As traduções, neste caso de teatro, numa empresa como a RTP, eram censuradas pelo tradutor que se auto-vigiava para não ter deslizes técnicos e interpretativos e conseguir assegurar o seu trabalho. No entanto, embora passando por vários censores a nível interno, quem tinha a última palavra era sempre a Comissão de Exame da Inspecção dos Espectáculos.

Este exercício do poder está patente no caso que passo a apresentar e que junto no Anexo 6.

Em 1965, o Director de Serviços de Programas da RTP enviou um ofício ao Inspector Chefe dos Espectáculos, juntando dois exemplares da tradução de uma peça de Harold Pinter, Chá de Aniversário, programada para ser transmitida num programa especial da Eurovisão – O Maior Teatro do Mundo - do qual a televisão portuguesa era parceira.

A peça que foi enviada pelo Comité da Eurovisão e traduzida por Maria Teresa Ataíde, tradutora da RTP, explora a frustração sexual de um homem de meia – idade, que inventou a cegueira para satisfazer o seu desejo de tocar na secretária, o objecto dos seus lúbricos desejos. Com o passar do tempo a cegueira acabou por tornar-se realidade.

Conforme o ofício enviado pela RTP, a tradução foi vista e revista e já tinham sido eliminadas as situações que no original ofereciam problemas para o público português.

Contudo, a deliberação da Comissão de Exame da Inspecção dos Espectáculos, após a leitura da referida tradução «deliberou aprovar a peça “CHÁ DE ANIVERSÁRIO”, para Maiores de 17 anos, pelo que a mesma não pode ser transmitida.»
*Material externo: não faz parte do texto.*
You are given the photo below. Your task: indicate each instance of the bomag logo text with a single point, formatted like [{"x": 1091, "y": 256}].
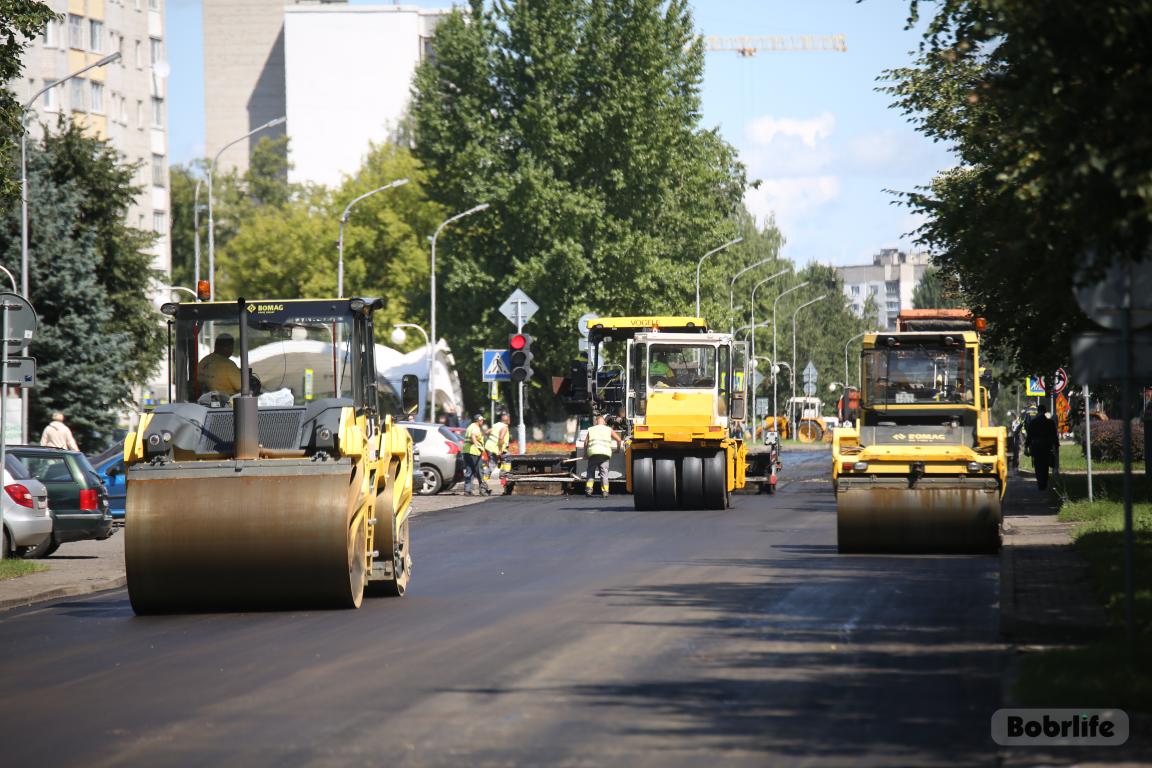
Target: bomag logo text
[{"x": 265, "y": 309}]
A Comissão de Exame recorria a esta decisão sempre que queria reprovar as decisões feitas a nível interno da RTP

Este era o eufemismo habitual considerando o art. 36 do Decreto –Lei nº 42660, que regulava os horários e tipos de programa, havendo apenas programas «para todos» e «para maiores de 12 anos».